# sap front bumper!



## travy082 (Apr 1, 2008)

hey guys i'm interested in buying a sap front bumper and i know there hard to find but where could i get one and does anyone have one they would sell? i'll trade my oem front bumper and cash for one! thanks.


----------



## jpalamar (Jul 22, 2008)

travy082 said:


> hey guys i'm interested in buying a sap front bumper and i know there hard to find but where could i get one and does anyone have one they would sell? i'll trade my oem front bumper and cash for one! thanks.


Good luck. They are mad $$$. Not worth the money IMO.


----------



## GTO JUDGE (May 14, 2005)

travy082 said:


> hey guys i'm interested in buying a sap front bumper and i know there hard to find but where could i get one and does anyone have one they would sell? i'll trade my oem front bumper and cash for one! thanks.

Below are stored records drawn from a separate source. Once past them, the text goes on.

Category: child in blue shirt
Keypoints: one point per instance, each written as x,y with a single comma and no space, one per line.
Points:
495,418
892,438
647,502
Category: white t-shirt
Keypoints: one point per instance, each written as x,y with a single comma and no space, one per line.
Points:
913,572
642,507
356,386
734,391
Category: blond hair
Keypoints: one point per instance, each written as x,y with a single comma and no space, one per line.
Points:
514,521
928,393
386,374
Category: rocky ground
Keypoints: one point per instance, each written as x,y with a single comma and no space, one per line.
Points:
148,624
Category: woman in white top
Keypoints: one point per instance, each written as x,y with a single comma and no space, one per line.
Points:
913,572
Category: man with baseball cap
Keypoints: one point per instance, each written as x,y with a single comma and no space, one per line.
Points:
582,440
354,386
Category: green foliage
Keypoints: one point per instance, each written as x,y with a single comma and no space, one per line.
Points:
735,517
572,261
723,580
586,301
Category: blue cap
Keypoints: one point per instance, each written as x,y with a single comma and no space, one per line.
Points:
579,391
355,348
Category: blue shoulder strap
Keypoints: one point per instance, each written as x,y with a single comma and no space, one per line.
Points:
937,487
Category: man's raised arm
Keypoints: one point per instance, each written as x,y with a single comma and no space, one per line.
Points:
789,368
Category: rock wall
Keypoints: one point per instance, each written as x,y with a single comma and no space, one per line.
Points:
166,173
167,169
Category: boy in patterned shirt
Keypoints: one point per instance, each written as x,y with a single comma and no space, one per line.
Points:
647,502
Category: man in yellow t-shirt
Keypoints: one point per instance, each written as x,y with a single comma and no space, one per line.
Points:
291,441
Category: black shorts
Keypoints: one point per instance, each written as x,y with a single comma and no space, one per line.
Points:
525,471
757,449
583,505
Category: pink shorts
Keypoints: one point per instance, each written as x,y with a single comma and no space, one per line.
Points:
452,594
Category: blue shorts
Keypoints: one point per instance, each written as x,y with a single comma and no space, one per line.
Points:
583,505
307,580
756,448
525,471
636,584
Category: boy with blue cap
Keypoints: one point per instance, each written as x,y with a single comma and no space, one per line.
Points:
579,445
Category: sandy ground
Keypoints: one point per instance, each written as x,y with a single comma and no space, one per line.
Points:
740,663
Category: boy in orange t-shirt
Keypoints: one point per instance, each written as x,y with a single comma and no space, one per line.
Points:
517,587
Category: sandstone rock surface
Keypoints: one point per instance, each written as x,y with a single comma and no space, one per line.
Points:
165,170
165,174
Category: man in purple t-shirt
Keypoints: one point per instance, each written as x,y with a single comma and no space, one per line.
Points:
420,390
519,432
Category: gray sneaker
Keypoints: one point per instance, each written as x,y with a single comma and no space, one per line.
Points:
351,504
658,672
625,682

There's no bumper to trade. You'll need the bumper to affix the SAP FASCIA. The fascia is applied to the bumper but you'll need to remove the lower valance louvers or as one car I looked at the owner left the valance louvers in.
http://www.sarona.com/Sarona/www/index3.html


----------



## blown goat (Mar 27, 2009)

GTO JUDGE said:


> There's no bumper to trade. You'll need the bumper to affix the SAP FASCIA. The fascia is applied to the bumper but you'll need to remove the lower valance louvers or as one car I looked at the owner left the valance louvers in.
> http://www.sarona.com/Sarona/www/index3.html


exactly correct- my kit was offered to me by my Pontiac dealer-about 6 months after he sold me the car back in 2004. Kit included dual exhaust set-up. I've looked around for the components for one of my friends who has an 05, but cant find it anywhere.


----------